Fineschi (Sapienza): «Autopsie momento fondamentale dal punto di vista diagnostico». Ricci (Univ. Magna Graecia): «Con autopsie possibile distinguere tra morti di Covid e con Covid»
Perché ad inizio pandemia non si effettuavano autopsie sui morti Covid? Per nascondere all’opinione pubblica i reali motivi dei decessi (tesi molto in voga in ambienti negazionisti/complottisti) oppure, banalmente, perché non si sapeva ancora nulla di questo nuovo coronavirus e, di conseguenza, si temeva che il virus potesse diffondersi anche dopo il decesso del malato? Anche di questo si è parlato nel corso di un recente webinar organizzato dal provider ECM di Consulcesi Club dal titolo “La gestione integrata del rischio clinico e del contenzioso”.
«Non vi è dubbio – spiega il professor Cristoforo Pomara, ordinario di Medicina Legale all’Università degli Studi di Catania – che era giusto dimostrare scientificamente che l’ “oscurantismo” delle autopsie era sbagliato. È quello che hanno fatto, ovviamente senza sollevare polemiche, il mio gruppo di lavoro e altri colleghi con diverse pubblicazioni». Questa dimostrazione ha avuto una grande eco mediatica e «ciò ha fornito l’assist affinché a maggio 2020 si potesse rivedere la circolare che, di fatto, vietava le autopsie sia giudiziarie che cliniche».
Secondo il professor Pomara il passaggio successivo è quello di arrivare al livello tedesco: «In Germania esiste un registro nazionale per le autopsie da Covid e post-vacciniche». Stessa cosa accade in Sicilia dove, «su spinta dell’Istituto di Medicina Legale di Catania, è stato istituito un registro regionale per le autopsie Covid e post-vacciniche e, al contrario di ciò che avveniva, vi è una norma regionale dell’assessorato alla salute che incita tutte le direzioni sanitarie ad espletare le autopsie. Ribadisco – conclude Pomara – che abbiamo scientificamente provato, con plurime pubblicazioni, che si tratta di normali autopsie di soggetti affetti da un’infezione di natura virale ma non contagiosa per gli operatori».
«La gestione autoptica in corso di pandemia – spiega Vittorio Fineschi, professore ordinario di Medicina Legale dell’Università La Sapienza di Roma – è stata connotata da due diversi momenti: nel primo la non conoscenza del virus e delle dinamiche di diffusione dello stesso, anche su soggetti ormai cadavere, ha fatto sì che non si facessero autopsie. Successivamente – continua – si è capito dalle biopsie che venivano fatte ai malati, ma anche dalle prime autopsie che giungevano da altre parti del mondo, che invece si trattava di un momento fondamentale dal punto di vista diagnostico. Con le autopsie si potevano capire quali erano i meccanismi fisio-patologici che sostenevano il danno d’organo in corso di infezione.
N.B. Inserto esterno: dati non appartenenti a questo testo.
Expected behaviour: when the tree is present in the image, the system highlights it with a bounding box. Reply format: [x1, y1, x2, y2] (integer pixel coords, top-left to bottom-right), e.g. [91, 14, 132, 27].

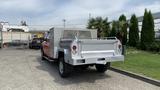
[21, 21, 27, 26]
[101, 18, 111, 37]
[109, 21, 118, 37]
[129, 14, 139, 47]
[141, 9, 155, 50]
[148, 11, 155, 42]
[117, 14, 127, 45]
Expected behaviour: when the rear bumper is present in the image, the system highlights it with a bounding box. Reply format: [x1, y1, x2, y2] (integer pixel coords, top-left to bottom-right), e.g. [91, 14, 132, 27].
[70, 55, 124, 65]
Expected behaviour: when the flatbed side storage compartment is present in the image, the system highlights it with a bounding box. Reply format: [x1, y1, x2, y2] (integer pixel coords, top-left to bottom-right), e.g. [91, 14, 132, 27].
[80, 40, 118, 58]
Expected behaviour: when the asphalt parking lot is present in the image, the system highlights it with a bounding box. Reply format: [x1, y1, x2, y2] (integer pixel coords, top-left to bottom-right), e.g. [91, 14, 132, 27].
[0, 49, 160, 90]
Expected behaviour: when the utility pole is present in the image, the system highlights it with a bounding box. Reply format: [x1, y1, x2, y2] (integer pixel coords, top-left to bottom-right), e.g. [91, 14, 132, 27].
[0, 23, 3, 49]
[89, 13, 91, 20]
[62, 19, 66, 28]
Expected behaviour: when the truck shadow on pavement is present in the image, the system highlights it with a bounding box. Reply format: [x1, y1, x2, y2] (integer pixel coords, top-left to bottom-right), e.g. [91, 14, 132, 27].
[36, 57, 111, 85]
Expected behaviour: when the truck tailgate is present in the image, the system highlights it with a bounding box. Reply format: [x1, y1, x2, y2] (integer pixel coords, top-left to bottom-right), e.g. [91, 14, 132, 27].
[80, 40, 118, 58]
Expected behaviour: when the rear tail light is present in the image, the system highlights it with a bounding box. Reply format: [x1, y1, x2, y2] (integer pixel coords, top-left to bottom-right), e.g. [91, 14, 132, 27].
[71, 45, 78, 54]
[72, 45, 77, 51]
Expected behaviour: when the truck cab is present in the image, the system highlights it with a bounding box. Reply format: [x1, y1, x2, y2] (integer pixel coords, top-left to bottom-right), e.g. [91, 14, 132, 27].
[41, 28, 124, 77]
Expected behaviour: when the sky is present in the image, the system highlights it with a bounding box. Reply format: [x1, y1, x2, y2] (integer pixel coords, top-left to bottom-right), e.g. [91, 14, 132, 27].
[0, 0, 160, 27]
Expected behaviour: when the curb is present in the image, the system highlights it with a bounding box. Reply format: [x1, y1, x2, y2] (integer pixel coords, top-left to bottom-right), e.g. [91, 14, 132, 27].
[109, 67, 160, 87]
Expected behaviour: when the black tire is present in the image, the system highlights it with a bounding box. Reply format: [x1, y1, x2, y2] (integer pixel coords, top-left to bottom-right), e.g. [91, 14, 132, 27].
[81, 65, 89, 70]
[96, 62, 110, 73]
[58, 57, 70, 78]
[41, 49, 46, 61]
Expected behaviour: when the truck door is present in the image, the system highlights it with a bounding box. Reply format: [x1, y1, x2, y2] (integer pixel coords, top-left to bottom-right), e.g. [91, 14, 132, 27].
[43, 40, 50, 56]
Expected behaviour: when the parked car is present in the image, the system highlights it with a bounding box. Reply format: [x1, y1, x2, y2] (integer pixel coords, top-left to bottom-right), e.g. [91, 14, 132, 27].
[41, 28, 124, 77]
[29, 38, 44, 49]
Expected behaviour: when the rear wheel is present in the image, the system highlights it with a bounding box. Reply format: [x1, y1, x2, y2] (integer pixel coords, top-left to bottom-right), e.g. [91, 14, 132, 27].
[41, 49, 46, 60]
[96, 62, 110, 73]
[59, 57, 70, 78]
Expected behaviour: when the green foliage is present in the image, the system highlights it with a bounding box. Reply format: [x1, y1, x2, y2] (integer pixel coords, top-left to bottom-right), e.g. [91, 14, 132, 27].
[87, 17, 110, 38]
[112, 48, 160, 80]
[141, 9, 155, 50]
[129, 14, 139, 47]
[117, 14, 128, 45]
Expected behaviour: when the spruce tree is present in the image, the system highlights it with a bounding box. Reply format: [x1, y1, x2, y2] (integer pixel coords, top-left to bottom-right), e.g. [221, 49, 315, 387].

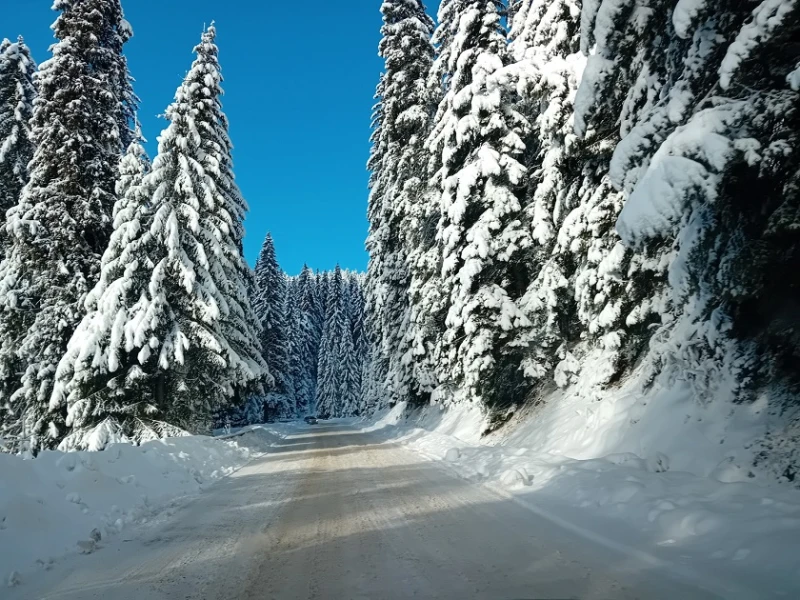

Come, ad esempio, cosa sosteneva il danno polmonare, ovvero l’iniziale causa dell’insufficienza respiratoria progressiva che conduceva a morte. Progressivamente, al tavolo autoptico, sono stati dati valori diagnostici importantissimi e si è capito, finalmente, cosa andasse fatto anche dal punto di vista terapeutico».
«L’esecuzione delle autopsie in casi Covid – spiega il professor Pietrantonio Ricci dell’Università Magna Graecia di Catanzaro – ci ha dato anche la possibilità di poter distinguere tra le morti causate dal virus e quelle solo correlate all’infezione. Non dobbiamo dimenticare infatti una cosa che poi è entrata anche nella clinica e nella ricerca: molti morti, in specie pazienti anziani, avevano altre patologie e la loro morte è stata causata dal fatto che il virus ha aggravato un quadro clinico già compromesso. Credo poi – continua Ricci – che questo vada preso in considerazione quando facciamo le valutazioni sulla mortalità del virus», perché se è vero che «parliamo di un virus estremamente pericoloso per la salute e per la vita umana, in quanto anche quando si guarisce ci sono dei postumi e delle sequele polmonari importanti», se ci fosse stata l’opportunità di «poter fare da subito più autopsie, saremmo stati in grado di avere dati più precisi sulla mortalità diretta del Covid».